Angela Kaxuyana vive na Terra Indígena Kaxuyana-Tunayana e é uma das principais lideranças na luta pela demarcação na região da Calha Norte, no Pará. Ela relata o histórico de lutas de seu povo para retornar ao seu território tradicional, do qual foram removidos violentamente durante a ditadura militar. Angela conta sobre a aliança entre povos indígenas e quilombolas, que, unidos, tornam-se mais fortes para pressionar os encaminhamentos dos processos de regularização fundiária de suas terras. Ela participa da Associação dos Povos Indígenas Kaxuyana, Tunayana e Kahyana (Aikatuk), é secretária executiva da recém criada Federação dos Povos Indígenas do Pará (Fepipa) e também faz parte da Coordenação das Organizações Indígenas da Amazônia Brasileira (Coiab).

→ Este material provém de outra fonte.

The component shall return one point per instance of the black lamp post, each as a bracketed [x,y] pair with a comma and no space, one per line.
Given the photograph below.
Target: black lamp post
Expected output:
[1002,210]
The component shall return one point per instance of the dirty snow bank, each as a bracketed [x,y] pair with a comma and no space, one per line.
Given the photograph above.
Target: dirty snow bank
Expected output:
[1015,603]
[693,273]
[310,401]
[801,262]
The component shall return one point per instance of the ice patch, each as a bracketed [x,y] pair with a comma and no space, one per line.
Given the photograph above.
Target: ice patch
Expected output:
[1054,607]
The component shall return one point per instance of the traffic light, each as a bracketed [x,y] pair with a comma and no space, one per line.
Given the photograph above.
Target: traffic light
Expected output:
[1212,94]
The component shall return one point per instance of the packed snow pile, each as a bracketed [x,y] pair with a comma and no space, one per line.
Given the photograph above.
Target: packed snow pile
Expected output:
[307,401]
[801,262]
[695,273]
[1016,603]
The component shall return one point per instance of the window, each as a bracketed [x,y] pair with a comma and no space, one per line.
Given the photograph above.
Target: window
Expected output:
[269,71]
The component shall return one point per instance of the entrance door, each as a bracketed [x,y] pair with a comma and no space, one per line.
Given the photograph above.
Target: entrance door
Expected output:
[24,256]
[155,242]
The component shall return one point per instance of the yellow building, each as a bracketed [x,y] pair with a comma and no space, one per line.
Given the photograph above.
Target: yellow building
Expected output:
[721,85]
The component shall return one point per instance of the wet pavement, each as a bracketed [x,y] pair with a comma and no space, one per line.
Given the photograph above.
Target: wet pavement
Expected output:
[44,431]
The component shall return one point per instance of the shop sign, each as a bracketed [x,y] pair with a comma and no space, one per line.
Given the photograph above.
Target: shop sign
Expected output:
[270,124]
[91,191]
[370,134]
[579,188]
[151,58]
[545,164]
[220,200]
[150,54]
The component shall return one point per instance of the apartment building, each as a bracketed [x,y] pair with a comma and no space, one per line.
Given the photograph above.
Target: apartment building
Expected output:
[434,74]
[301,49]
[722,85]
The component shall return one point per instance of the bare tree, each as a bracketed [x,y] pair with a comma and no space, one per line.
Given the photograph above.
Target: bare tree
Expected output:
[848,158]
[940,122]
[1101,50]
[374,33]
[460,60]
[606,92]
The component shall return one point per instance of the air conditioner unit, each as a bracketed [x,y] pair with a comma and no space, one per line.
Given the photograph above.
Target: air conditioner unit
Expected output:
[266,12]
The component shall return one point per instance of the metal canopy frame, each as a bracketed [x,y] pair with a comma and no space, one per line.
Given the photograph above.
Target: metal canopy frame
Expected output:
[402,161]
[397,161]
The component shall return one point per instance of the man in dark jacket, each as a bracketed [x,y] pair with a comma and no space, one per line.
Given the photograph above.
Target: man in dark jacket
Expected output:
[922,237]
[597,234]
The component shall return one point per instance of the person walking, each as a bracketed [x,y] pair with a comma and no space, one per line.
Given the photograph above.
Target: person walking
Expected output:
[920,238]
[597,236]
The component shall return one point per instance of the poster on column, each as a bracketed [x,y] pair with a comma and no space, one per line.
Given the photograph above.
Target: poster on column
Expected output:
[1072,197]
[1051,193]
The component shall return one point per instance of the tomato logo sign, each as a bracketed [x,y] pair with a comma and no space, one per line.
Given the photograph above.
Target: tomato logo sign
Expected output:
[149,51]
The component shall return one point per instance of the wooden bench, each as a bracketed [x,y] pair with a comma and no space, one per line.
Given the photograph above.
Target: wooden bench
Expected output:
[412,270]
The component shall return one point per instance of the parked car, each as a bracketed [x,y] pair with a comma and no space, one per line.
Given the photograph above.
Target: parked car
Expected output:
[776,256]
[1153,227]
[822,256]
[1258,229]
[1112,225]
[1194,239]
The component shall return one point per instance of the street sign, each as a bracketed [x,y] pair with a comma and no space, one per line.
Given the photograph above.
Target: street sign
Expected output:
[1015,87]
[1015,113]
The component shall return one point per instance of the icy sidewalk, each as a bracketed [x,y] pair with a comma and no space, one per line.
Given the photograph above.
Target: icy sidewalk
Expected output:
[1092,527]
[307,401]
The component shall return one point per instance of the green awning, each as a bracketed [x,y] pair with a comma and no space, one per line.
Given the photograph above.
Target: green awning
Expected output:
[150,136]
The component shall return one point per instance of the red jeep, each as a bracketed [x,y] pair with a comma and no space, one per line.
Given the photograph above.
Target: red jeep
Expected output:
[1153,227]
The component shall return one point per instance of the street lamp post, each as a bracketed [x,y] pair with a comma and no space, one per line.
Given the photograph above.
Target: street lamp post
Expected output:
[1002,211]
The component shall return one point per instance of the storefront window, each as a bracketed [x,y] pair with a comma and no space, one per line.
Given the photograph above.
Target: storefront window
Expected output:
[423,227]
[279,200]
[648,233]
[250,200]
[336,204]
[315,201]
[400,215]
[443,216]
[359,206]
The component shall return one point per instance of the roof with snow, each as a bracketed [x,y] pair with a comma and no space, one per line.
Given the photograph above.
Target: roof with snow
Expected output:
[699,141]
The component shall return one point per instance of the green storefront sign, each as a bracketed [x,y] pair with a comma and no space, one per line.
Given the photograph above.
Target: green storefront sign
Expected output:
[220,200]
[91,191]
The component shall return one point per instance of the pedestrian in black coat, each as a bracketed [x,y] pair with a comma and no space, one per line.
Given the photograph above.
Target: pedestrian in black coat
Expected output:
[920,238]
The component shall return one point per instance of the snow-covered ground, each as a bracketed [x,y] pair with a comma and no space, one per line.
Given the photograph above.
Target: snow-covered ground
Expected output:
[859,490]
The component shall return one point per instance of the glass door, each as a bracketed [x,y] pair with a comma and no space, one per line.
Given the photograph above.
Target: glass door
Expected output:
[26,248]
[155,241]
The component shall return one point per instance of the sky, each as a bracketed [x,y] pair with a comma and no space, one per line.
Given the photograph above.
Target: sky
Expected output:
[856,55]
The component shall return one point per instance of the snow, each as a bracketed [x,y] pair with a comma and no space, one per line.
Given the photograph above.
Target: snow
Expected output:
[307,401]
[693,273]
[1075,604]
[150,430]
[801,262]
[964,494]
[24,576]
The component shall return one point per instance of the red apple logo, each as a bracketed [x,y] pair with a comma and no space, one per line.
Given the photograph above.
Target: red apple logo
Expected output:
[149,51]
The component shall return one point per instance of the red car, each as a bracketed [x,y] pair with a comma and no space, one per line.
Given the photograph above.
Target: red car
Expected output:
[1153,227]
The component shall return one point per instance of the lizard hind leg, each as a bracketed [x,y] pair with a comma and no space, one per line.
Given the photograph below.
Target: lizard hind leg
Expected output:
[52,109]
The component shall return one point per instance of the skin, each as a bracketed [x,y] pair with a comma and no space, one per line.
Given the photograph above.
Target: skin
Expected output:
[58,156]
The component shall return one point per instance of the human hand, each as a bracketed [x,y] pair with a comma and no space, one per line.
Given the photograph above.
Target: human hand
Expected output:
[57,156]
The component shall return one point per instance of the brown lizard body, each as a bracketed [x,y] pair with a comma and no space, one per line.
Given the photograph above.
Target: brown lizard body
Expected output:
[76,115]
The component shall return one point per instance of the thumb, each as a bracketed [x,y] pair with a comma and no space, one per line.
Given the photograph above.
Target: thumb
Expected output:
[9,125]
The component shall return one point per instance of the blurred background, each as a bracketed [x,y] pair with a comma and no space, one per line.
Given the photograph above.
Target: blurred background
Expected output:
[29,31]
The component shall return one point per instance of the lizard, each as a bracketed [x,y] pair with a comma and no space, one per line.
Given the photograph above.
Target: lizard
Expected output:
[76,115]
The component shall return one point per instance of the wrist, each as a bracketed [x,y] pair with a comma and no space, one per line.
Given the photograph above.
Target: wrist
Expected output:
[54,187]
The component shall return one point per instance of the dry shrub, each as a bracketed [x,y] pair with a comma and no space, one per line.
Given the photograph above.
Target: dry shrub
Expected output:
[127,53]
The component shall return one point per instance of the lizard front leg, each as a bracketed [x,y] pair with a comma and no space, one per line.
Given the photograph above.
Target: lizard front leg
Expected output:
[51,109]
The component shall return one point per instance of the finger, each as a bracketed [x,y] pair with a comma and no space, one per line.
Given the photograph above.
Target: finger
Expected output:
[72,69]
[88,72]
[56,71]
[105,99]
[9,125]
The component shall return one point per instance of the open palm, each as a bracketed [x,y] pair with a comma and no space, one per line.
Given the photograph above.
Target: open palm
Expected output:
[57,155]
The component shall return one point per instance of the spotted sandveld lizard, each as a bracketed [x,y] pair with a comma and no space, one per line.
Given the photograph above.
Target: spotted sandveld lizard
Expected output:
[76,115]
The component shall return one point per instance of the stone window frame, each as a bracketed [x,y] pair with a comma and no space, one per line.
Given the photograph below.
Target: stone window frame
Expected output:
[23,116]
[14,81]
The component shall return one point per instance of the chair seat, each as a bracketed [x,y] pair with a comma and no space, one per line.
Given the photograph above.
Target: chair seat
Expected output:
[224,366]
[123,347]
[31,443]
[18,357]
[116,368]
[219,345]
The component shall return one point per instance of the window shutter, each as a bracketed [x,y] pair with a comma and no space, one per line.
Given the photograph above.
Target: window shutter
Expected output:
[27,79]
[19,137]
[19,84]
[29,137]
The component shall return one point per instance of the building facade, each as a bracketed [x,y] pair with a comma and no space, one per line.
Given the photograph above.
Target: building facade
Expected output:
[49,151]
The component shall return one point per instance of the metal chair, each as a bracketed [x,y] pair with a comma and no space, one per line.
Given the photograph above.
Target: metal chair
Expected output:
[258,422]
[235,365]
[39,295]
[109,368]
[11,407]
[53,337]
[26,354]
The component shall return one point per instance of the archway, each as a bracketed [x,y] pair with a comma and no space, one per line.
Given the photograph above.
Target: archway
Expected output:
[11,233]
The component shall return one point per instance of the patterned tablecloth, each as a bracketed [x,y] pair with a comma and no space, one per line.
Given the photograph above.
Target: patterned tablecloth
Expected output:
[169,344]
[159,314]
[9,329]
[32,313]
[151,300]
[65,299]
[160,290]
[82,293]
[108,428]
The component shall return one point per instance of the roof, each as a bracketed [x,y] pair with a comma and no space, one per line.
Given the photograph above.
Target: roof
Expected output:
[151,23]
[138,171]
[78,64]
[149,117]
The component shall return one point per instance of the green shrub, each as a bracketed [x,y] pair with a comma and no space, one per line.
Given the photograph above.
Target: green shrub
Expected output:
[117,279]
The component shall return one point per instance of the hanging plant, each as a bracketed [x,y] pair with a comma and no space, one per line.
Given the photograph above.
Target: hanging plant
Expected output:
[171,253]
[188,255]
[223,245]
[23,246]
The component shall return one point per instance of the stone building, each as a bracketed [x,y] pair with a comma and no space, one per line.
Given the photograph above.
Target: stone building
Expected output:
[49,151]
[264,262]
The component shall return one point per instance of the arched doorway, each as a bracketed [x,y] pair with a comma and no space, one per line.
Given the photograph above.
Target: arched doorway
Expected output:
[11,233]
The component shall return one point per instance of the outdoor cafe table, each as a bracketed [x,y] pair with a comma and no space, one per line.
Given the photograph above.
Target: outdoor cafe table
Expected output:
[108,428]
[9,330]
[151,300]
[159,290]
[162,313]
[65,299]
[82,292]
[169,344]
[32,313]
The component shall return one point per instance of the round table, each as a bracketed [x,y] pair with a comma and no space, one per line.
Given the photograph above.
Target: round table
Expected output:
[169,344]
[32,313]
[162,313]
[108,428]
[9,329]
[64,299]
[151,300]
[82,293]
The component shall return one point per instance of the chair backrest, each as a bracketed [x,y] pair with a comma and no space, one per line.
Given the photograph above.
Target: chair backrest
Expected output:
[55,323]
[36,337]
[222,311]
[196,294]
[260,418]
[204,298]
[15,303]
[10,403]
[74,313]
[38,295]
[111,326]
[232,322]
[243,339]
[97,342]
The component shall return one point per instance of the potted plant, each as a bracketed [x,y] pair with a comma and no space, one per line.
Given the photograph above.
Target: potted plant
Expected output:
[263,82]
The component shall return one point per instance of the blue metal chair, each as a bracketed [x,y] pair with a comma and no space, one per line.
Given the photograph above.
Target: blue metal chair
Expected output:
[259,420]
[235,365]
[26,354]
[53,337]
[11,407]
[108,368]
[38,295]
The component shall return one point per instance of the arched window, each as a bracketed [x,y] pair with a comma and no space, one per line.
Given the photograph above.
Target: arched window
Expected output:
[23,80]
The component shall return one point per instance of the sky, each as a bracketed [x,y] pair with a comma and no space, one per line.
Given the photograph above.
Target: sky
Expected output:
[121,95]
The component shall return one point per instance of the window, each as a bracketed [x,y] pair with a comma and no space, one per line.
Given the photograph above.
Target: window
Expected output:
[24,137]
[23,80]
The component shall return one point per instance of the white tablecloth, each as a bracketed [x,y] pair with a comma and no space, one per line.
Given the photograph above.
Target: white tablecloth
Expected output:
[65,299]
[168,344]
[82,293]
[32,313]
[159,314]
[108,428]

“Esse processo da demarcação da Terra Indígena começa em 1968, mais precisamente no dia 20 de fevereiro de 1968, data mais triste que o meu povo enfrentou. Nessa data meu povo é levado, transferido, foi um objeto de violência do próprio Estado. Na época da ditadura era comum retirar os povos indígenas das suas terras de origem, assim como o modelo do Parque Indígena do Xingu. O meu povo também sofreu essa violência, em que o Estado, através da Força Aérea Brasileira, junto com a Igreja Católica transferiu todos os indígenas daquela região do rio Trombetas e rio Cachorro e foram levados para o Parque Indígena do Tumucumaque. Em 2004 os quilombolas de Cachoeira Porteira entram com um pedido do reconhecimento do território quilombola. Os indígenas e quilombolas dão as mãos e dizem 'estamos juntos, não somos inimigos e a gente tá firme e forte pra continuar lutando pelos nossos territórios'. A gente fala de autonomia, mas na prática, essa autonomia indígena assusta muito - quando há uma decisão dos indígenas e quilombolas vem um discurso como o que a gente escutou: 'Ah, mas esse acordo não tem validade jurídica'. A gente tá do mesmo lado, o nosso inimigo não é o índio nem o quilombola, o nosso inimigo tá lá em Brasília, é a PEC 215, são as outras leis, é a própria morosidade do processo de reconhecimento desses territórios”.